The Prop 8 Ruling and the Problem of Standing

I have been arguing for years against the Supreme Court’s absurd and entirely artificial standing doctrine and the way that it prevents justice and insulates the government from accountability so often, but the ruling in the Prop 8 case, while I like the result very much, is particularly troubling to me. Let me explain why.

The governor and attorney general of California, Jerry Brown and Kamala Harris, refused to defend the constitutionality of Prop 8 when it was challenged in court. That’s okay. They have that right. There is no requirement that the executive branch, either at the state or federal level, must defend every law in court. They usually do so as a matter of tradition, but there have long been exceptions. The Obama administration did the same thing with DOMA at the federal level.

But what happens then? Someone has to defend the law or you can’t really have a trial at all, right? The trial court allowed the organization that put the referendum for Prop 8 on the ballot to intervene in the case as defendants and to represent the law in court. The California Supreme Court ruled that such intervention was allowed under state law and the 9th Circuit Court of Appeals agreed. But the Supreme Court disagreed, but only with regard to the appeal, not the original case itself. Thus, they said, the first court ruling, which overturned the law, stands and all further appeals are voided and Prop 8 is therefore overturned.

Again, I like that result. What I don’t like is the precedent this sets. There are really only three choices when a law is challenged and the government refuses to defend its constitutionality:

1. The law can’t be challenged because no trial can be held with only one side.

2. The plaintiffs are granted summary judgment and the law is automatically voided because there’s no one to defend it.

3. The court allows someone other than the government to intervene and defend the law.

Either of the first two results are obviously bad and the results of this particular case should not blind us to that fact. It could just as easily be a law that we like that is automatically struck down without a trial or a law that we dislike that is automatically upheld without a trial. The third option is the only one that could possibly be legitimate and it is that option that the Supreme Court ruled out (though they did not do so in the DOMA case, where the situation was nearly identical, based on a very technical difference between the two situations).

This is just another of the many ways that the court’s standing doctrine leads to astonishing absurdities. The same thing is true of the Establishment Clause, for example, where the court has bizarrely concluded that a taxpayer has standing to challenge the use of tax dollars to fund churches and other religious organizations if that money was appropriated by Congress but not if that money was laundered through the executive branch first.
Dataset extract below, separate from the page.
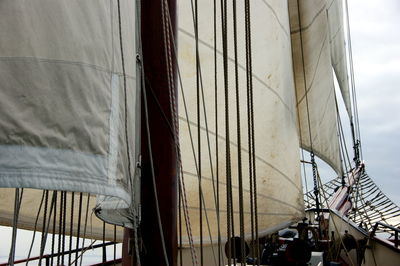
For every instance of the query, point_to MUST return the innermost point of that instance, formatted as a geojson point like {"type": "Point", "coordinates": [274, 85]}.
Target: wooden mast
{"type": "Point", "coordinates": [160, 123]}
It’s also true of the many cases against illegal government surveillance, in which the government refuses to say whether they have surveilled the plaintiffs without a warrant and then says that since they can’t prove that they were surveilled, they don’t have standing. The effect of these situations, obviously, is to insulate the government from legal challenge and make the constitution unenforceable in many cases.

The court’s standing doctrine leads to clearly absurd and dangerous results. It’s also entirely artificial. Nothing in the Constitution requires it. In fact, the text that they base this doctrine on is incredibly broad, it says that the Supreme Court has jurisdiction in “all Cases, in Law and Equity, arising under this Constitution, the Laws of the United States, and Treaties made, or which shall be made, under their Authority.” All cases arising under this constitution is about as broad as it could possibly be.

So what is behind all of this? Two things. First, the argument goes, such a doctrine is necessary in order to prevent the courts from being flooded by frivolous complaints. Okay, maybe, but that hardly justifies some of specific hair-splitting that is contained in that doctrine. It’s not as if allowing legal challenges to illegal surveillance or to the use of tax dollars to fund religion is going to unleash thousands of cases every year. Second, I think, is that the Supreme Court justices of all ideological stripes like to have it around in order to get rid of cases without ruling on the merits when they don’t like how such a substantive ruling might go. But it’s distorting things in a very big way and preventing the most crucial check on executive power that we have from being used in far too many cases. It’s time to fix this.